Tuesday, 15 February 2011

The forecast is fine for sun & sea holidays

The Costa del Sol is looking forward to the 2011 holiday season with optimism and plans to extend and improve leisure facilities on the beaches. The optimism is based on figures for 2010 showing a 1.1% increase in visitor numbers compared with the previous year and other positive indicators, while promoters of such amenities as spas, creches, yoga and pilates sessions are just awaiting the green light which will come in April when competence over the beaches is transferred from the Costas authority to the Junta de Andalucia.


Airport growth above average

To be precise the increase in passengers using Malaga Airport in January was 8.1 per cent, two percentage points higher than the average for Spanish airports. This was the second greatest increase out of all of Spain’s large airports, behind Barcelona which started 2011 with an increase of 20 per cent.

According to figures for last month released by the airports authority Aena, in January 589,994 passengers used the terminal on 6,329 flights. The figures are a vast improvement on 2010 when passenger figures fell in January.

Also last month the number of passengers on international flights landing at or taking off from Malaga Airport increased by 6.8 per cent. The majority came from or travelled to the UK, 187,322 passengers, while 46,257 travelled between Malaga and Germany, and 26,070 between Malaga and France.

Source: The Sur in English

Spain bids to woo back Brit Buyers

The Spanish government has promised new planning laws and an end to the confusion surrounding “illegal” homes in a bid to woo back the British property buyer. There are 800,000 unsold homes in Spain – half of them near the coast. Most are now at heavily discounted prices which should make them attractive to bargain hunters.

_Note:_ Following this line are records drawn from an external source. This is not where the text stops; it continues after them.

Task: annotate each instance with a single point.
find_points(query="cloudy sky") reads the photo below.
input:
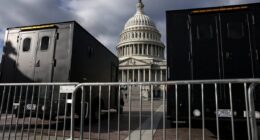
(102, 18)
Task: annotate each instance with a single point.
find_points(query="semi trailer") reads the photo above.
(212, 43)
(56, 52)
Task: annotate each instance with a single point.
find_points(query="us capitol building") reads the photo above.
(141, 52)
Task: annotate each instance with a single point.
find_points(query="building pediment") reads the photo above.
(133, 62)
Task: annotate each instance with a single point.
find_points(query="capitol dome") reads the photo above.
(140, 38)
(141, 53)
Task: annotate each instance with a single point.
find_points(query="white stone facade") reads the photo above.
(141, 52)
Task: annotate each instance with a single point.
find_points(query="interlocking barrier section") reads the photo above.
(207, 109)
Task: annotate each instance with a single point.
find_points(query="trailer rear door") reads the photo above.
(205, 47)
(26, 56)
(36, 56)
(236, 45)
(45, 56)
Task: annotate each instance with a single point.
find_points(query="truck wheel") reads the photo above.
(20, 115)
(120, 111)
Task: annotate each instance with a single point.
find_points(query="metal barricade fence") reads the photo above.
(35, 111)
(206, 109)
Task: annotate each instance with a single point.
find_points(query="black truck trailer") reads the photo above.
(58, 52)
(212, 43)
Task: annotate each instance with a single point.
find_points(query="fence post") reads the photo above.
(252, 111)
(72, 113)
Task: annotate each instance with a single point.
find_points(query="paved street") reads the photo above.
(48, 131)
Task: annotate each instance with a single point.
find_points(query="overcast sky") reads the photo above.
(104, 19)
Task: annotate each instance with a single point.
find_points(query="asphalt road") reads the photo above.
(129, 129)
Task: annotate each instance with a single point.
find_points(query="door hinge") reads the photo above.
(54, 62)
(188, 25)
(253, 19)
(57, 35)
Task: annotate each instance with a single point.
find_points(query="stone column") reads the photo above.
(152, 50)
(142, 49)
(150, 76)
(127, 76)
(133, 75)
(147, 49)
(134, 50)
(122, 75)
(144, 75)
(161, 75)
(138, 75)
(155, 75)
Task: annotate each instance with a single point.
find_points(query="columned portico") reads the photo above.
(140, 51)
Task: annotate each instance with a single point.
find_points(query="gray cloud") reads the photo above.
(104, 19)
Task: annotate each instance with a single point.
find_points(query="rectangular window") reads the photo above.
(26, 44)
(204, 31)
(45, 43)
(235, 30)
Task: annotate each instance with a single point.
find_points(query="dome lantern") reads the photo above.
(139, 7)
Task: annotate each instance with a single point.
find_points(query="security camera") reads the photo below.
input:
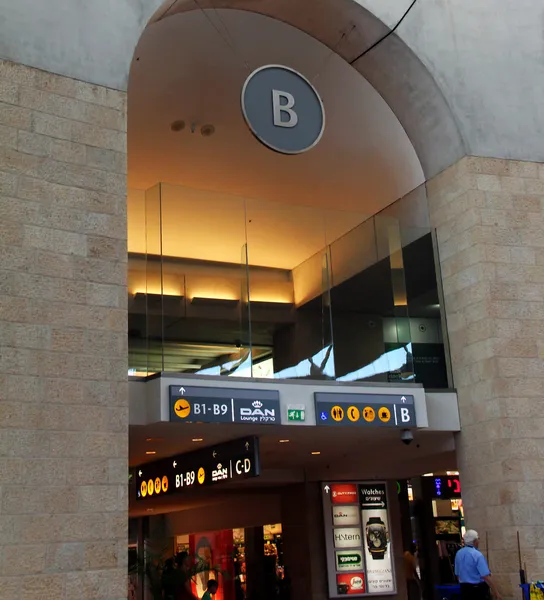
(406, 437)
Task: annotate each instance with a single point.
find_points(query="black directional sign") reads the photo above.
(364, 410)
(192, 404)
(223, 463)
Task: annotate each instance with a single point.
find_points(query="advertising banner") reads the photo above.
(379, 570)
(359, 552)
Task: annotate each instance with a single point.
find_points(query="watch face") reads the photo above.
(376, 537)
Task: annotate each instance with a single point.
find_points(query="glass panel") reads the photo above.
(289, 271)
(146, 298)
(396, 324)
(206, 331)
(423, 290)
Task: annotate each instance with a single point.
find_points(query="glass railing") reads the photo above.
(228, 286)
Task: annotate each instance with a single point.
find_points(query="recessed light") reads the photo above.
(177, 126)
(207, 130)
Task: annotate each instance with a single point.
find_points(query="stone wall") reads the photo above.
(489, 217)
(63, 338)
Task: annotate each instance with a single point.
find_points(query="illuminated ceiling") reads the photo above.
(185, 70)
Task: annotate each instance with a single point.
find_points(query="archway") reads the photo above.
(394, 71)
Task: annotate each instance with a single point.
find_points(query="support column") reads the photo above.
(489, 220)
(63, 336)
(304, 541)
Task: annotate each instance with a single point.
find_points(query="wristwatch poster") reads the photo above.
(359, 541)
(376, 537)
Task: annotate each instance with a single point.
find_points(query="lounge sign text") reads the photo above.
(192, 404)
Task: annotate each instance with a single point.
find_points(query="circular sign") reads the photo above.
(337, 413)
(368, 414)
(353, 414)
(384, 414)
(182, 408)
(282, 109)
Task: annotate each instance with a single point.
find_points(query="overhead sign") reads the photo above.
(282, 109)
(226, 462)
(296, 412)
(359, 552)
(192, 404)
(364, 410)
(445, 488)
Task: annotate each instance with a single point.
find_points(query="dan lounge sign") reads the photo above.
(198, 404)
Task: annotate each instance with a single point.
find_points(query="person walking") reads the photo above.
(473, 572)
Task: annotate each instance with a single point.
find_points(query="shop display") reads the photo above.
(359, 553)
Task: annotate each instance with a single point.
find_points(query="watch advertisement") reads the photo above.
(359, 552)
(377, 543)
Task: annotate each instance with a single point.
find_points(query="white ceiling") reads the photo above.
(184, 69)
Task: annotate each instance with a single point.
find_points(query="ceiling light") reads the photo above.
(207, 130)
(177, 126)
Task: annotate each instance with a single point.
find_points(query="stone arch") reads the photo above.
(392, 68)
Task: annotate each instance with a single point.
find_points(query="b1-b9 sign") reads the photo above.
(359, 552)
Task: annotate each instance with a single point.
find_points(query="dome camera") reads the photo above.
(406, 437)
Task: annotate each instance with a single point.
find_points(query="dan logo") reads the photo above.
(257, 413)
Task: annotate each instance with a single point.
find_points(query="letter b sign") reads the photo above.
(287, 108)
(282, 109)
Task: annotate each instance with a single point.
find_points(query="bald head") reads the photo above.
(471, 537)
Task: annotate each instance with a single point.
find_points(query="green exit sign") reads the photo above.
(296, 413)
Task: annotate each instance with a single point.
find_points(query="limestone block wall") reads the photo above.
(489, 218)
(63, 338)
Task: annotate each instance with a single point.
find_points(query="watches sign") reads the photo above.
(359, 553)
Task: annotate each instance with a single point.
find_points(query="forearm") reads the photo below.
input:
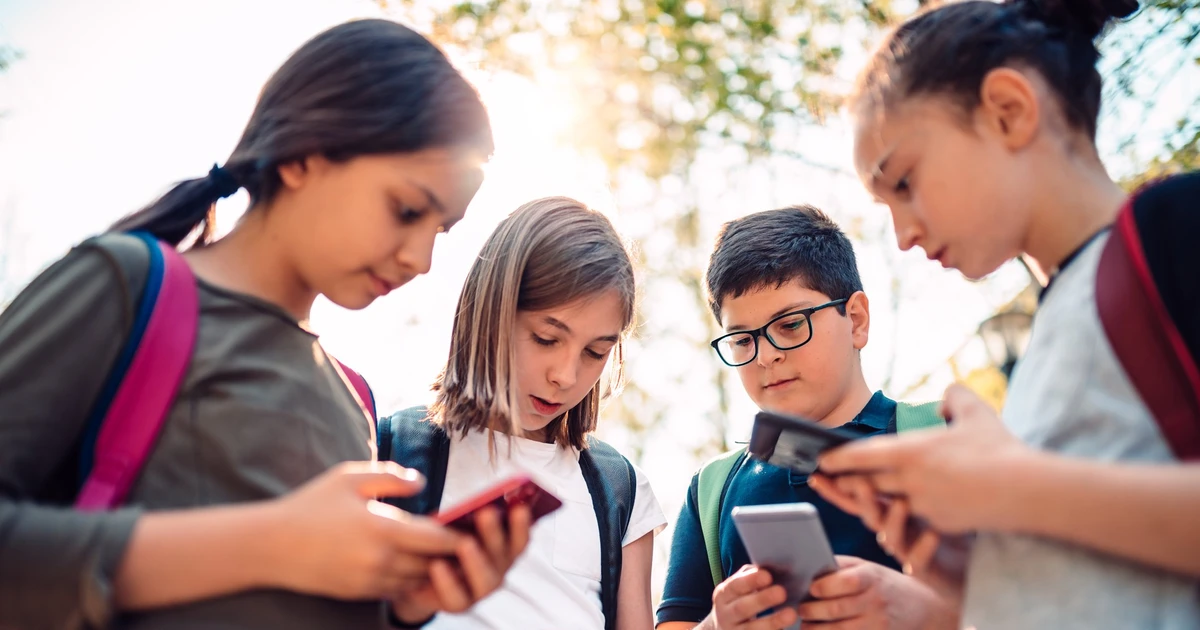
(707, 624)
(1143, 513)
(193, 555)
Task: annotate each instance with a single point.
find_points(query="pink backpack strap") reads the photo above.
(1146, 340)
(361, 389)
(149, 387)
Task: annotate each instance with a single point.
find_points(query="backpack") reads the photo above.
(714, 480)
(409, 438)
(1147, 295)
(143, 383)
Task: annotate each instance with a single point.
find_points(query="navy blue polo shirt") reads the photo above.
(688, 595)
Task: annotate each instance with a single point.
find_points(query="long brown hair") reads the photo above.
(365, 87)
(948, 51)
(547, 253)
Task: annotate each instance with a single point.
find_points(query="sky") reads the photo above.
(113, 101)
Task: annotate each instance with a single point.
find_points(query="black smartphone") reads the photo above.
(791, 442)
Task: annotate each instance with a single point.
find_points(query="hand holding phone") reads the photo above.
(791, 442)
(787, 540)
(519, 490)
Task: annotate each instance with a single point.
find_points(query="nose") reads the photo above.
(563, 372)
(417, 253)
(767, 353)
(907, 232)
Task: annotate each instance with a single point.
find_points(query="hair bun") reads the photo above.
(1086, 17)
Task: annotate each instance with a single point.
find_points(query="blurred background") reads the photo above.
(671, 117)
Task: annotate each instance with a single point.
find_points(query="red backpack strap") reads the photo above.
(1145, 337)
(366, 397)
(148, 389)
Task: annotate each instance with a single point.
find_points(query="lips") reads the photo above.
(382, 286)
(545, 407)
(780, 383)
(937, 255)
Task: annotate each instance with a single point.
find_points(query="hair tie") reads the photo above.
(222, 181)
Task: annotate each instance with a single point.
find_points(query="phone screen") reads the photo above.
(516, 491)
(792, 442)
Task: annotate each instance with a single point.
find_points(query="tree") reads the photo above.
(664, 90)
(1159, 43)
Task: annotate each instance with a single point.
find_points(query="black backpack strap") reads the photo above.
(1149, 303)
(411, 439)
(612, 484)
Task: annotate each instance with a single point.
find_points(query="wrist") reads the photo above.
(273, 549)
(405, 615)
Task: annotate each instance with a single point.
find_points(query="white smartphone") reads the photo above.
(787, 540)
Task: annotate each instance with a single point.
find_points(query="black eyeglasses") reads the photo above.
(785, 333)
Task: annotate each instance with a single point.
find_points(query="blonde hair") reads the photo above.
(547, 253)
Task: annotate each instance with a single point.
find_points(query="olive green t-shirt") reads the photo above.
(262, 409)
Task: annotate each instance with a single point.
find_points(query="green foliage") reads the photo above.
(654, 81)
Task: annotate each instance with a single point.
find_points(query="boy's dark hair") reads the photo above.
(949, 51)
(363, 88)
(774, 247)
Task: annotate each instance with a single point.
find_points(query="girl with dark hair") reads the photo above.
(976, 125)
(255, 508)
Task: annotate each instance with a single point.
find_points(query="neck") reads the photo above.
(852, 403)
(1081, 202)
(251, 261)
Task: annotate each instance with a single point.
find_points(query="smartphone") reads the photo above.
(519, 490)
(791, 442)
(787, 540)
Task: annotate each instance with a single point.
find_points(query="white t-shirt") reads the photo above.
(556, 583)
(1071, 395)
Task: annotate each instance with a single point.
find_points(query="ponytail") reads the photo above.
(183, 209)
(367, 87)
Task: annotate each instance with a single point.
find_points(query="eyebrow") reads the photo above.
(877, 172)
(567, 329)
(430, 197)
(795, 306)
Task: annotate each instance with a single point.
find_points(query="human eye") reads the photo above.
(406, 214)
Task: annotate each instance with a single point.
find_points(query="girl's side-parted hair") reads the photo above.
(547, 253)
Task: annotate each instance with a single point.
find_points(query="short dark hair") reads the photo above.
(774, 247)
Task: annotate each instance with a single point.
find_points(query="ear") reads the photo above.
(1009, 107)
(294, 174)
(858, 310)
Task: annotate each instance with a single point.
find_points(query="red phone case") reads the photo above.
(520, 490)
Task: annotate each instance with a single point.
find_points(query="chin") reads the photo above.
(351, 303)
(533, 424)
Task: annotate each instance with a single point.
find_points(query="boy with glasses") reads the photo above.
(785, 287)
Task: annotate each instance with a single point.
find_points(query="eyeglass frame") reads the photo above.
(762, 331)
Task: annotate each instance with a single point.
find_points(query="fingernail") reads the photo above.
(412, 474)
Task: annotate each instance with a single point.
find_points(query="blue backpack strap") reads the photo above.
(141, 317)
(411, 439)
(612, 484)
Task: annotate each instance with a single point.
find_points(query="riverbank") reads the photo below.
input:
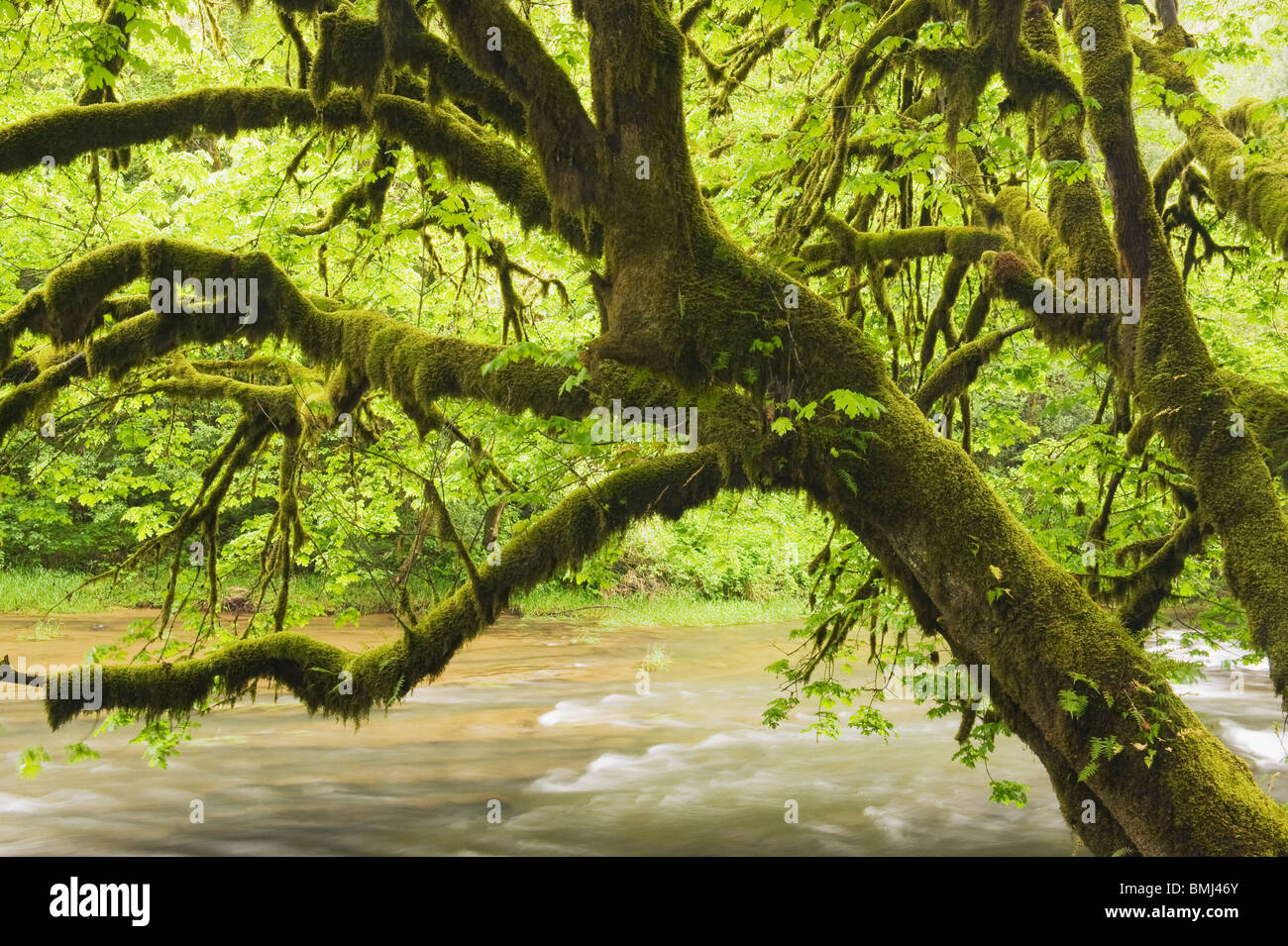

Housing Secretary Beatriz Corredor has revealed in an interview that the Spanish government is to steer a package of legal reforms through Parliament this month, and in coming weeks the government will also launch a series of road shows around Britain and other northern European countries to promote Spain's property market. She said the new laws would eliminate the confusion that has led in some cases to British home owners being told to knock down their properties because they were illegally built.

She asked prospective buyers to “trust in the system that we have and the transparency we provide”, tempting them with prices significantly lower than two years ago – housing prices in Malaga have fallen on average by 24 per cent. Overall, since the country’s economic crisis began, prices have plummeted by up to 40 per cent and banks and construction firms are desperate to recoup their investment.

In recent years, one third of all Spanish properties sold to foreigners have been bought by Britons, but many are now being put off by horror stories of planning permission being retrospectively revoked and other complications, so numbers have slumped.

But the government is now trying to right all the wrongs committed in the past by local councils, builders, real estate agents and lawyers, who all reassured foreign buyers that any issuing bits of papers could be obtained “later” without any trouble. To correct this, a key element in the package of legal reforms is that for any property being sold the local council will be obliged to provide a document stating clearly its boundaries, the category of land on which it stands, its access to services including water and electricity, and details of its planning approval.